Suggest to introduce virtual bool Allocator::is_allocated(offset [, len]) method and implement it in descendants to perform that efficiently.

And most likely we can avoid this at all if we rely on bdev content to determine new multilabel mode and unconditionally mark relevant locations as non-free on mount.

Agree, I missed a procedure like that. How hard would it be to implement on all allocators? Are the some that we could skip?

This is doable but for sure requires some efforts to maintain this functionality in every allocator (and cover with proper testing). Let's postpone this though till we agree on the overall design. May be we'll don't need it at all

src/os/bluestore/BlueStore.cc

pereman2 · 2023-12-15T10:49:26Z

@pereman2 - could you please provide some design overview behind your implementation so we can discuss the approach.

I've been thinking about something like the following but as far as I can see your approach is rather different:

Introduce epoch field to bdev label starting at 1. Epoch is just a counter incremented on each writing to bdev. Legacy labels to have zero epoch which is constant.

on mkfs - labels are written to multiple predefined locations with epoch = 1

on (first?) label reading - we read the label0 at offset 0, if epoch is zero - fall back to legacy single label mode. If label has got a non-zero epoch or label0 is corrupted (undecodable/bad crc/wrong cluster id/disk read error/etc) - read labels from all the other potential locations and note valid/corrupted (as per above) ones. Among the valid labels the latest one is selected as active given epoch field and all further reads occur against it. If multilabel mode has been discovered - all the corrupted labels to be reported to log and possibly raise an OSD alert. If no(!) valid labels have been found - OSD fails to start.

Valid active label to be kept in RAM rather than re-read from disk each time which is different from what we have had so far IIRC, Alternatively we can repeat the above procedure on each read request but IMO this could spoil OSD log in case of any troubles.

on mount - if multilabel mode is discovered - unconditionally tag all label locations as non-free in allocator.

on (or possibly after) umount - if multilabel mode has been in use - mark label locations as free as we do for BlueFS and persist allocator map in this state.

on label write - if new multilabel mode has been determined - write multiple labels using the active label instance (+updates) values and incremented epoch. Disk write errors to be reported to OSD log (and may be even as OSD alert) but shouldn't impact OSD functioning unless all the labels are unwritable. In legacy mode - just a single label0 to be written with zero epoch.

Alternatively (and apparently more in line with your approach) we can fail on step 3 if some label is invalid and request fsck to fix that but there is a drawback in this approach - some label locations could be permanently damaged due to e.g. disk errors - this will effectively forbid OSD from starting as the following loop (read - error - fsck - read - error - ...) occurs. @aclamk - your thoughts are welcome too ;)

In general what you are proposing looks more or less like our first of many ideas.

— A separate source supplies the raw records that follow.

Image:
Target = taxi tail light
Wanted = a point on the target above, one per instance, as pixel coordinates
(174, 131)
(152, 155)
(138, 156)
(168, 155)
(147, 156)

The key idea behind committed changes is to only deal with multiple labels on upgraded OSDs. If you upgraded and mount again replicated_label, without rerunning mkfs, boolean is checked to see if it was mounted with multiple labels -- we could change that to epoch just fine.

Right now when we mount we read first label (replicated_label == 1 || epoch == 1) if it's corrupted we just don't mount and communicate it to later perform a fsck repair that will take care of fixing corrupted labels. In summary, we decided not to mount BlueStore if the first label is corrupted.

ifed01

I'm still skeptical about the overall design - primarily I don't like extent at offset zero being a key stone - persistent disk error at it will make OSD unrecoverable - which IMO is a design flaw. And that's the issue which I really observed a few times in the field.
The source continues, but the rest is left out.